For whatever reason, many TTOs shy away from sharing their stories and statistics. To counteract this behaviour, a debate needs to be held on how innovation stemming from universities is ranked. Is it, as the major rankings suggest, purely a factor of how much prestige papers can pull in? And can the success of technology transfer be distilled into a handful of statistics such as revenues and patents filed, or does that merely tip the balance in favour of bigger universities while creating a culture obsessed with creating an office with the biggest stack of patents and deals?

With that in mind, it should be considered that this year’s inaugural rankings are preliminary – a pre
view of what is to come should that debate not be held.

An alternative would be to look at the wider innovation offering from a university, rather than the metrics being simply a checklist of easily tallied output. In some parts of the world, spin-outs are dwindling while student startups soar, underlining the need to factor in startup rate, incubator support and survival rates for both startups and spin-outs. Another point to consider is a university’s research budget, how much research it produces and at what quality, and how much of that goes on to have a direct impact through knowledge or technology transfer. From a financial viewpoint, what does a university’s activities have on the local economy, and how much does a country’s university system add to its whole economic output? What funding is available by way of grants, seed funds and university venture funds, and what does the angel and venture capital support for a university look like in comparison with others?

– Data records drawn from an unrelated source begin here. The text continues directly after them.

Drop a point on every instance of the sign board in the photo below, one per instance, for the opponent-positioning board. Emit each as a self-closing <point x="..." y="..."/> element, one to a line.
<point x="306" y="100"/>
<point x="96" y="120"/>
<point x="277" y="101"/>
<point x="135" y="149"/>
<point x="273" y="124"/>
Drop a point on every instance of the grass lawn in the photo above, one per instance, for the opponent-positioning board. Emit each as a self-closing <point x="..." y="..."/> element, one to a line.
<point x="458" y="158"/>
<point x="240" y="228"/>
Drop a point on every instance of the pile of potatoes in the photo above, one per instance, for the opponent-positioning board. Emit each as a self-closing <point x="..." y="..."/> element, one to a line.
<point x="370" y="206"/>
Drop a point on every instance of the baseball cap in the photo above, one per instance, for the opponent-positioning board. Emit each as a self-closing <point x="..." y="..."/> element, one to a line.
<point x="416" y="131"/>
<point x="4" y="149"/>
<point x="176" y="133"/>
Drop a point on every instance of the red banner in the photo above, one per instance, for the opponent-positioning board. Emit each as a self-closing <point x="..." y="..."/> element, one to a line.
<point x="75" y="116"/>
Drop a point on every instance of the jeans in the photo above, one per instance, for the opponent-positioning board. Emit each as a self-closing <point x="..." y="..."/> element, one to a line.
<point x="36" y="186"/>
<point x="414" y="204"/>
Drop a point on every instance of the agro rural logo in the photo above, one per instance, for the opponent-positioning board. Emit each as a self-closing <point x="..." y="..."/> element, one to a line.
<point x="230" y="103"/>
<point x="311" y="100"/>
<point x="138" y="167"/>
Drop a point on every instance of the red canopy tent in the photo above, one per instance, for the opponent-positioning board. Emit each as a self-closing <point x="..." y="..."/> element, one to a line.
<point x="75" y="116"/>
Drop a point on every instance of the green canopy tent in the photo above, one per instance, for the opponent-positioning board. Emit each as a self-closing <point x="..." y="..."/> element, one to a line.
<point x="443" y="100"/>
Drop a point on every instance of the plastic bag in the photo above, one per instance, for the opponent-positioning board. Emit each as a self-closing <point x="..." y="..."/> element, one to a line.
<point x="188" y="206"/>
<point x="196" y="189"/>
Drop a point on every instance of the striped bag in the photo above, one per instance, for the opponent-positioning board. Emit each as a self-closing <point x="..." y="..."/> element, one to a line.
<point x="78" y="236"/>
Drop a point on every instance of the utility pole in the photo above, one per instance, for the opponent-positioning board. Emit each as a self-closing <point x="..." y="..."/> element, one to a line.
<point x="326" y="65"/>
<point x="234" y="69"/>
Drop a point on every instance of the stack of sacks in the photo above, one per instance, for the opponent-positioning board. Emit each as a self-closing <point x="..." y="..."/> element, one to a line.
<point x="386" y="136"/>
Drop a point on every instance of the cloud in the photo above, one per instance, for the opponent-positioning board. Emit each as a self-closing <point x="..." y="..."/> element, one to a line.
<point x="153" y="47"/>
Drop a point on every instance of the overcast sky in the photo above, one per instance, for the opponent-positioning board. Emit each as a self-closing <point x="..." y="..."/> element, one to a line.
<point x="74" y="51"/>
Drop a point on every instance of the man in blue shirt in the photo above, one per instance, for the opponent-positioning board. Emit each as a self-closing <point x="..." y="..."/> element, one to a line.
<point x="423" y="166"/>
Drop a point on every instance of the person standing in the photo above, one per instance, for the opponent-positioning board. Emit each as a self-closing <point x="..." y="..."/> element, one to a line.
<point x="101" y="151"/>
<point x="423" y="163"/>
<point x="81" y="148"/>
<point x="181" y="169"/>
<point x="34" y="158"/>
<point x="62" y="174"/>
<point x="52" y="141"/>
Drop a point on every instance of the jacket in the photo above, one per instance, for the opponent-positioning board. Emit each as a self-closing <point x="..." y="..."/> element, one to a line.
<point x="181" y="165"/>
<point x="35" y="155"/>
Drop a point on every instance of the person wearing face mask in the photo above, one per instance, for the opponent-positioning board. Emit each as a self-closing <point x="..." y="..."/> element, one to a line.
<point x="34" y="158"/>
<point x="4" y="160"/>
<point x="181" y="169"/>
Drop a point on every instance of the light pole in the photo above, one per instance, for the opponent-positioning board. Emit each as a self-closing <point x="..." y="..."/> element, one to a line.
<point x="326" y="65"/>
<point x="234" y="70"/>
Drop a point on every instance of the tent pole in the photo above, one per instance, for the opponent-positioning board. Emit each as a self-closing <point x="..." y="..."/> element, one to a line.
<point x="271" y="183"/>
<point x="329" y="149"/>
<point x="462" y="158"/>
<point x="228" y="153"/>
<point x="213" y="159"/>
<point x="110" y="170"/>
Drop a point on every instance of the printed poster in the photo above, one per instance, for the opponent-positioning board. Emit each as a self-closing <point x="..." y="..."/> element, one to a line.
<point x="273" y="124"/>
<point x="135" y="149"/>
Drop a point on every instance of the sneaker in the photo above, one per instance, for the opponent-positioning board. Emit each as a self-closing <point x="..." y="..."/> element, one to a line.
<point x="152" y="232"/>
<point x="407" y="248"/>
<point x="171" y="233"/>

Then purely on a tech transfer level, current metrics should still have a place, but other activities need to be considered. How does a TTO’s academic-industry relations look in comparison with others and, in turn, what support and training does it offer its academics on where their papers may go once published, and how do the academics rate a TTO’s performance? Does a TTO market itself effectively internally and externally? Does it co-operate with other universities to achieve its mission of converting tax payer-funded research into the wider market? What are the failure rates of inventions and patent applications, and what steps does a TTO take to feed that information back into a university’s research ecosystem and help shape future research outlook?

When these questions, and others like them, begin to be answered, a ranking goes beyond simply asking who has the  biggest numbers. It creates a pretext for a discussion of what is important to university innovation that both academics and industry can feed into. It shares a set of common values and best practice for tech transfer to strive towards, and allows those with smaller yet more effective operations to shine alongside their larger contemporaries. Crucially, it helps formulate a vision of how to stimulate innovation that all universities can work towards.

Notes on Global University Venturing rankings
 
The rankings were calculated by:

  • Taking from the combined ranking the top 25 universities for which we could obtain statistics.
  • Ranking each institution by individual metrics from 1 to 25. For any institution that could not provide a statistic in a certain category – for example, Stanford outsources its patenting activities while Imperial Innovations does not provide revenues made specifically from technology transfer activity with its financial data – universities were ranked or jointly ranked in last place for that category.
  • An average of scores in each category was calculated and used to award a ranking position. 

The 25 universities that made the final table were not necessarily in the top 25 of the combined world rankings. The reason for this is that some of the universities in the top 25 – for example, Karolinska, Yale and Tokyo – neither provide statistics online nor responded to our requests for information.